Le projet, développé par la société rennaise Renantis (753 salariés) spécialiste des énergies renouvelables, consistera en la production d’une électricité bas carbone assurée par des panneaux solaires placés à environ 1,20 mètre du sol pour permettre aux animaux de paître en dessous. "Le principe est d’associer sur une même parcelle une activité d’élevage de 300 brebis allaitantes, qui demeure centrale, à une activité de production d’énergie. Ce projet de développement permettra à terme de produire près de 23 GWh d’électricité bas carbone, soit l’équivalent de la consommation de 5 400 foyers normands" explique Nicolas Thelliez, chargé des Relations Territoires de la société Renantis.

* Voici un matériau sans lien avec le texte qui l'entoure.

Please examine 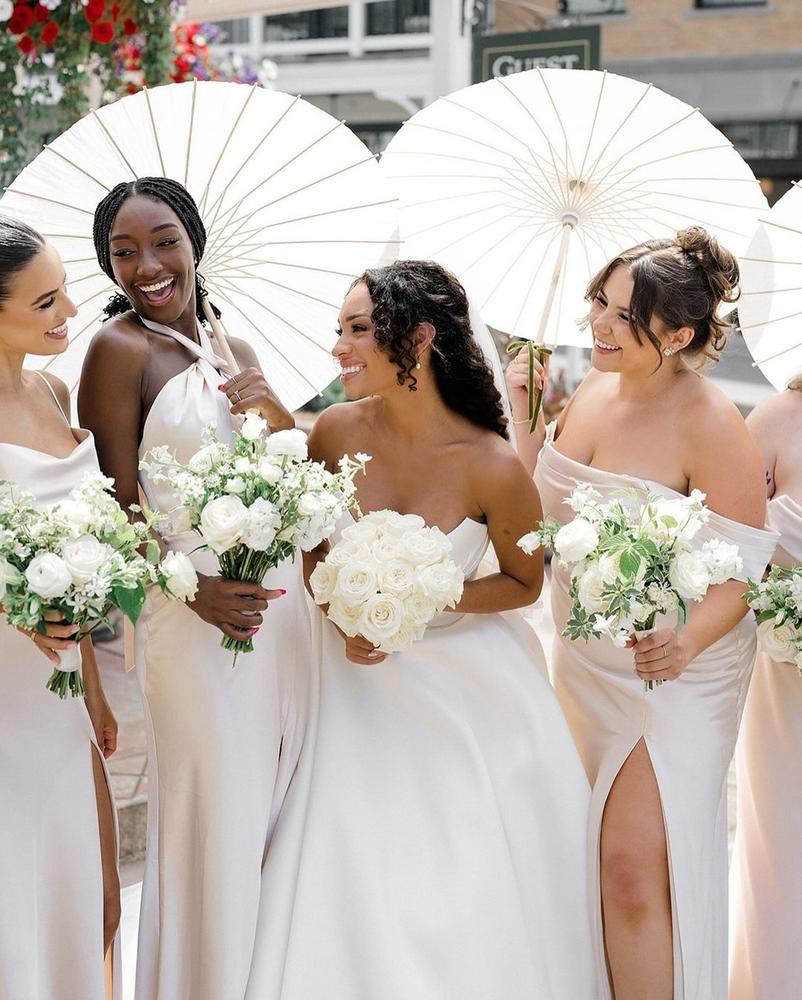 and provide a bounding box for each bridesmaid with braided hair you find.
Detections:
[78,177,310,1000]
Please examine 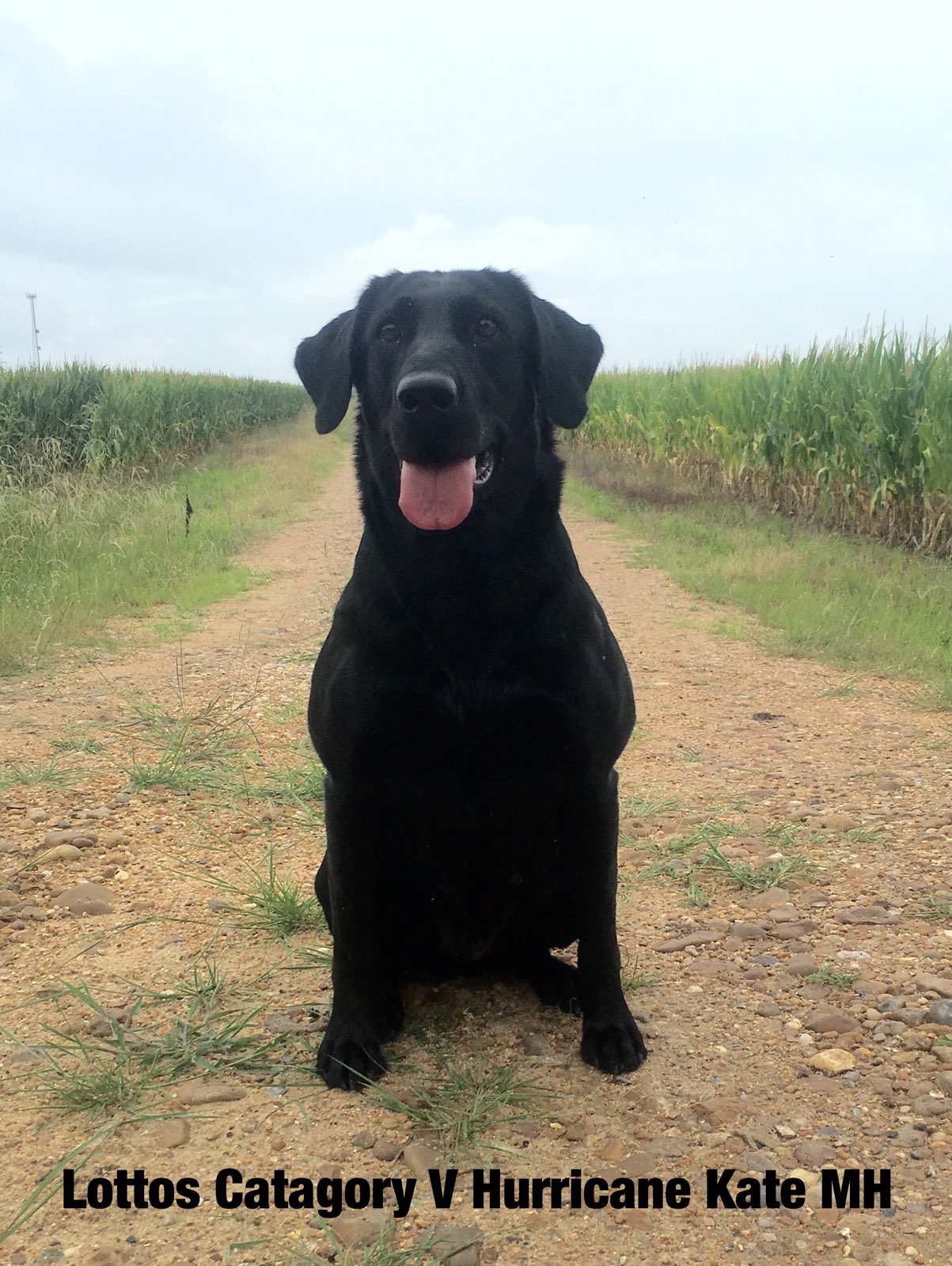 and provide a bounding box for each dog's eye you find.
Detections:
[476,316,499,342]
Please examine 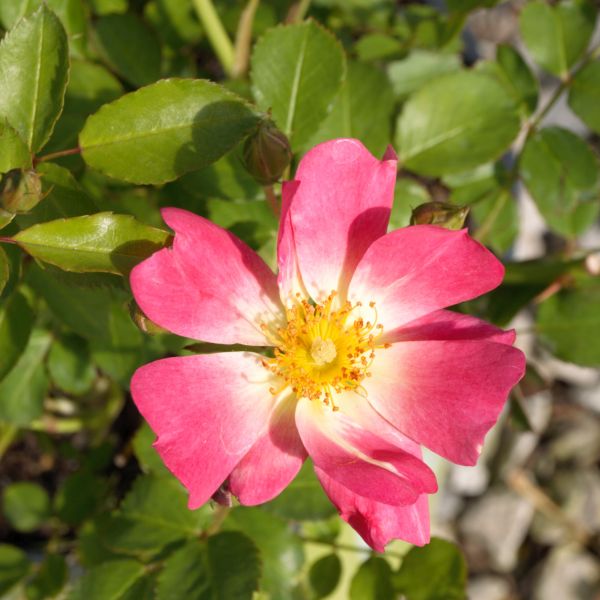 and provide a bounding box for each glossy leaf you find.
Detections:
[2,481,50,533]
[79,79,259,184]
[0,292,34,381]
[397,71,519,176]
[156,531,260,600]
[0,330,52,425]
[308,62,394,156]
[0,5,69,152]
[394,538,467,600]
[0,119,31,175]
[95,13,161,87]
[569,60,600,133]
[251,21,345,149]
[520,127,600,236]
[13,213,171,275]
[520,0,596,75]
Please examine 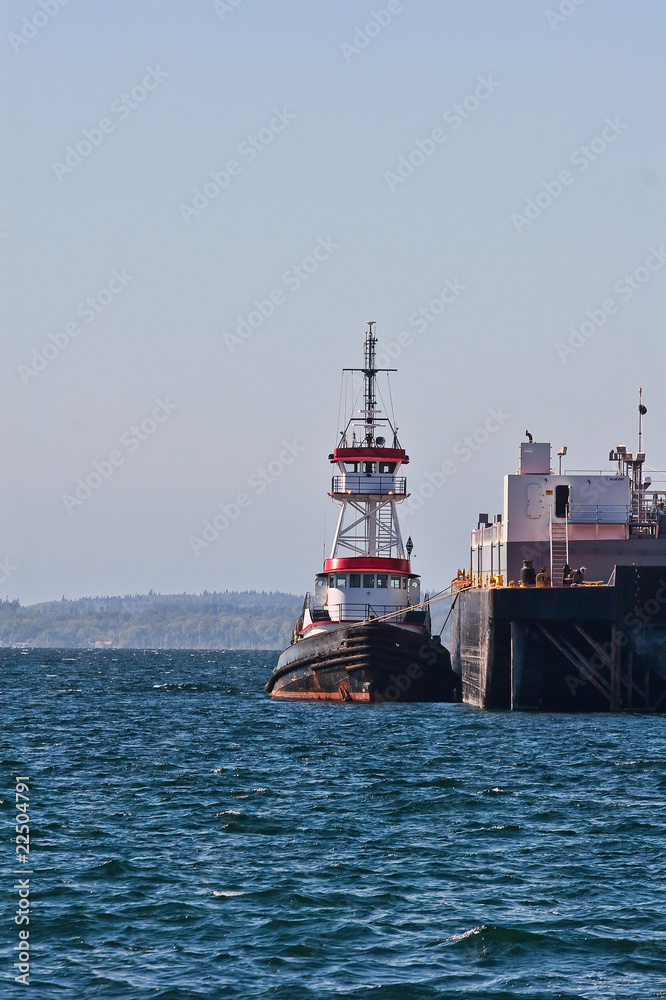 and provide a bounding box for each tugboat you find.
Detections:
[266,322,459,702]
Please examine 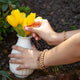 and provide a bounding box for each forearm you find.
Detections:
[53,29,80,45]
[44,33,80,66]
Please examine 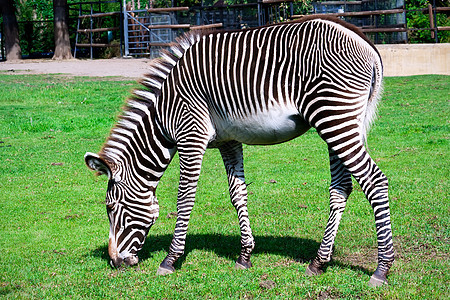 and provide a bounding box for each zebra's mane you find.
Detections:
[99,31,204,161]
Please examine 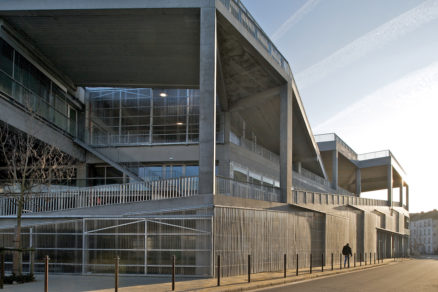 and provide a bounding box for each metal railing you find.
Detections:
[230,135,280,163]
[216,176,281,202]
[0,177,199,215]
[220,0,292,77]
[0,70,77,136]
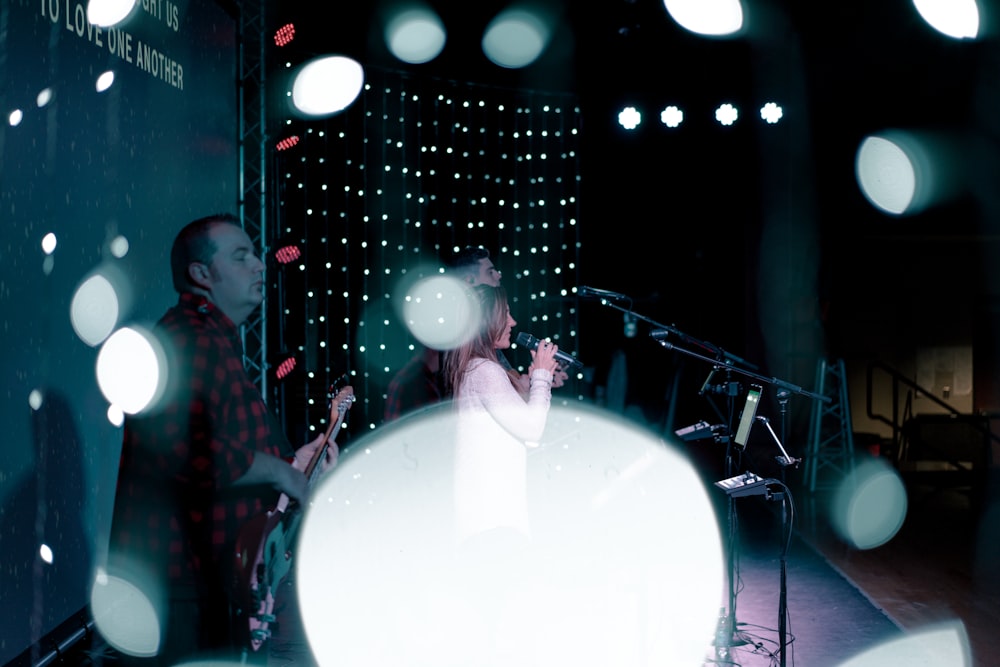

La décision préfectorale quant à la validité du projet devrait intervenir en début d’année 2025.
Favoriser le mix énergétique
Adaptation au changement climatique, accès à une protection contre les aléas météorologiques, amélioration du bien-être animal, agronomie pour les besoins des cultures… L’agrivoltaïsme coche donc beaucoup de cases en faveur du mix énergétique prôné par la loi Climat. Aujourd’hui, près de 50 000 exploitations agricoles (parmi les 437 000 que compte la France) participent d’ores et déjà à la production de 20 % de l’énergie renouvelable, soit 3,5 % de la production nationale d’énergie. Selon l’Agence de la transition écologique (Ademe), la production d’énergies renouvelables du secteur agricole est amenée à être multipliée par 3 d’ici 2050 pour concerner près de 280 000 exploitations agricoles. Et le défi est de taille quand on sait que cette production devra se faire sur des terres agricoles toujours moins nombreuses…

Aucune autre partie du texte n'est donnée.